Lear went on to become a nursing supervisor in a Connecticut nursing home for three years while working toward her master’s degree before moving to Scotland where she managed a home healthcare company for a year. She got married, had children and went back to school while abroad, receiving her doctorate last year before returning to the United States where she joined a University of Iowa COVID-19 emergency response team to slow the spread of the pandemic.
Lear was born in Missouri and said she was thrilled to return to the heartland. “Oh, the Midwest is the Mid-best,” she said. “I had my adventure, I had my fun, and I was very happy to end up back in the Midwest.”
Lear is excited about the opportunity to work at the Kalona nursing home.
“The policies here at Pleasantview are excellent, again, they’re a five-star facility,” she said. “I’m walking into kind of the best-case scenario, and I intend to keep it that way under my leadership.”

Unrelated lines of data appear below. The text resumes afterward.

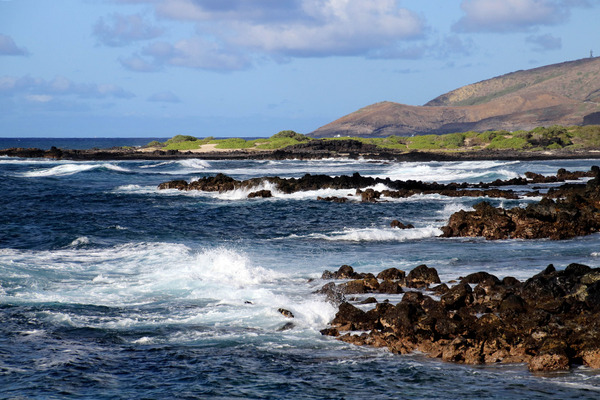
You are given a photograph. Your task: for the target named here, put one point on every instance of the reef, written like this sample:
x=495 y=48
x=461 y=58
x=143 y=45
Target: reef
x=397 y=188
x=551 y=321
x=572 y=209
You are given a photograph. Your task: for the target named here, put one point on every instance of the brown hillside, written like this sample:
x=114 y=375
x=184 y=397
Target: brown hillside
x=561 y=94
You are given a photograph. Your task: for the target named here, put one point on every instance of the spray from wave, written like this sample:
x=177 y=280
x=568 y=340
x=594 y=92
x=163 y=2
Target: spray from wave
x=72 y=169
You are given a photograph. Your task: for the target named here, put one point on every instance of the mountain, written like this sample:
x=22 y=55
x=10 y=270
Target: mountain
x=564 y=94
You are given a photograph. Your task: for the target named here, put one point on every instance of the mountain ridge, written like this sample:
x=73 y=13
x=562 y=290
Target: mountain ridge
x=566 y=93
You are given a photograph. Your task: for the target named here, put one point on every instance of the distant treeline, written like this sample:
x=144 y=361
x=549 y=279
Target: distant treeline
x=538 y=139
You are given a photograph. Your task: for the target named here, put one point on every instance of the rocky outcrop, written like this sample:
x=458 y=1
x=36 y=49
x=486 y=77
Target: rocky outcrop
x=574 y=212
x=361 y=184
x=551 y=321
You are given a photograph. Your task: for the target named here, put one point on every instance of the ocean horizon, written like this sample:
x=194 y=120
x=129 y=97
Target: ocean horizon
x=113 y=289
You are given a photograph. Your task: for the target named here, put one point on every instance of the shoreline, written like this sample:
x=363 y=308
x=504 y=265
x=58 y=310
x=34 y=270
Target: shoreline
x=315 y=150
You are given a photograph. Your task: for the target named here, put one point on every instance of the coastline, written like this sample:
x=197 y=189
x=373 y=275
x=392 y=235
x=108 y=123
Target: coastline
x=310 y=151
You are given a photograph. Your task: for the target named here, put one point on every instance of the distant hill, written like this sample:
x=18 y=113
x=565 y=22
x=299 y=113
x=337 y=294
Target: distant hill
x=564 y=94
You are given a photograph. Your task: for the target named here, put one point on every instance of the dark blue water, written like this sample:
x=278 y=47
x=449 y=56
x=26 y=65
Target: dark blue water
x=111 y=289
x=75 y=143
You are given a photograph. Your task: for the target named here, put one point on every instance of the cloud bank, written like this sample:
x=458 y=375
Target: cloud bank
x=8 y=47
x=232 y=34
x=42 y=90
x=508 y=16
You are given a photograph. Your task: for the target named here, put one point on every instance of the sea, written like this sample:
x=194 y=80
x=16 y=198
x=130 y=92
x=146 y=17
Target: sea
x=112 y=289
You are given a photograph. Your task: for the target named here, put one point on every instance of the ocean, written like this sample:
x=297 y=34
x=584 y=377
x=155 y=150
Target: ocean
x=112 y=289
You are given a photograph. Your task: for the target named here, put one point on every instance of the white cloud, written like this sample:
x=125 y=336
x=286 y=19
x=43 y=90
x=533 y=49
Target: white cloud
x=197 y=53
x=8 y=47
x=138 y=64
x=306 y=28
x=121 y=30
x=544 y=42
x=60 y=86
x=512 y=15
x=39 y=98
x=164 y=97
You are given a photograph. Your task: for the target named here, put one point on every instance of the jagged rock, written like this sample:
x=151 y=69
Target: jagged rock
x=333 y=199
x=393 y=274
x=286 y=313
x=178 y=184
x=332 y=293
x=344 y=272
x=575 y=212
x=550 y=322
x=260 y=193
x=422 y=276
x=286 y=327
x=397 y=224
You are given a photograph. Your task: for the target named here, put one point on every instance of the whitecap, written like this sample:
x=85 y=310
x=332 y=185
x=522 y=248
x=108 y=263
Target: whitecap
x=80 y=241
x=378 y=234
x=450 y=171
x=194 y=164
x=71 y=169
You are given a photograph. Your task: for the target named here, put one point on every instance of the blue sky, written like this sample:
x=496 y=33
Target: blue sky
x=157 y=68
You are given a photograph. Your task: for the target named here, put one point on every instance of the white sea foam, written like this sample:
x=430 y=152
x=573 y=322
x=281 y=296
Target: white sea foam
x=80 y=241
x=451 y=171
x=137 y=189
x=71 y=169
x=223 y=286
x=378 y=234
x=452 y=208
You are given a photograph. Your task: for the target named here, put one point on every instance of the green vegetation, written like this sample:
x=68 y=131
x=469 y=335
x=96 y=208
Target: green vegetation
x=538 y=139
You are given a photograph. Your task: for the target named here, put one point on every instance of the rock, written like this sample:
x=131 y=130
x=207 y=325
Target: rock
x=333 y=199
x=178 y=184
x=513 y=304
x=286 y=313
x=550 y=322
x=390 y=287
x=591 y=358
x=369 y=196
x=479 y=277
x=369 y=300
x=422 y=276
x=575 y=212
x=260 y=193
x=332 y=293
x=457 y=296
x=397 y=224
x=393 y=274
x=330 y=332
x=344 y=272
x=350 y=318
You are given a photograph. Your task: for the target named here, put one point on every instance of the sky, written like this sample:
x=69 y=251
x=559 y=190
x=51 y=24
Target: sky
x=251 y=68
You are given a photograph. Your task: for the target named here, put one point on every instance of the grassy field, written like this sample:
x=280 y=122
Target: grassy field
x=538 y=139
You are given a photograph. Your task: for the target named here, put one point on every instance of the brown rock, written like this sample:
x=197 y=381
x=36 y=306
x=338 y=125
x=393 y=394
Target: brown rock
x=422 y=276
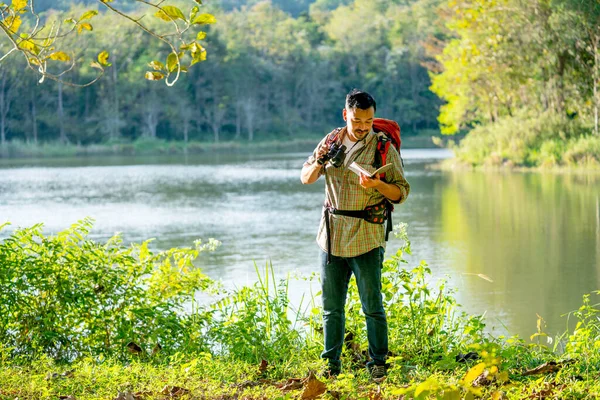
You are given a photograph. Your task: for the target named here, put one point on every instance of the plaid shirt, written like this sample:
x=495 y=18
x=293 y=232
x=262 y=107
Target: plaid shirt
x=350 y=236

Staying on top of things under the pandemic’s conditions presents a unique challenge, with regulations and recommendations changing sometimes multiple times per day.
The director of nursing is pregnant, which carries its own litany of concerns.
“It’s a big deal to take a director of nursing job pregnant in the middle of a global pandemic,” Lear said. “Pregnant women are particularly immunosuppressed, immunocompromised, I feel confident that our infection control procedures are the best they can be, and I feel safe working here, and I’m happy to be on the front lines with my nursing staff.”
Nevertheless, she is excited to apply her higher education to her work and to develop both her academic and practical talents going forward. It is uncommon for a nursing director to hold a doctorate, and Lear said she looks forward to taking advantage of her higher education background to publish in academic journals where she says voices with hands-on experience are often absent.
Looking forward to a bright career with Pleasantview Home, Lear said she was already feeling very loved, very welcomed and very confident.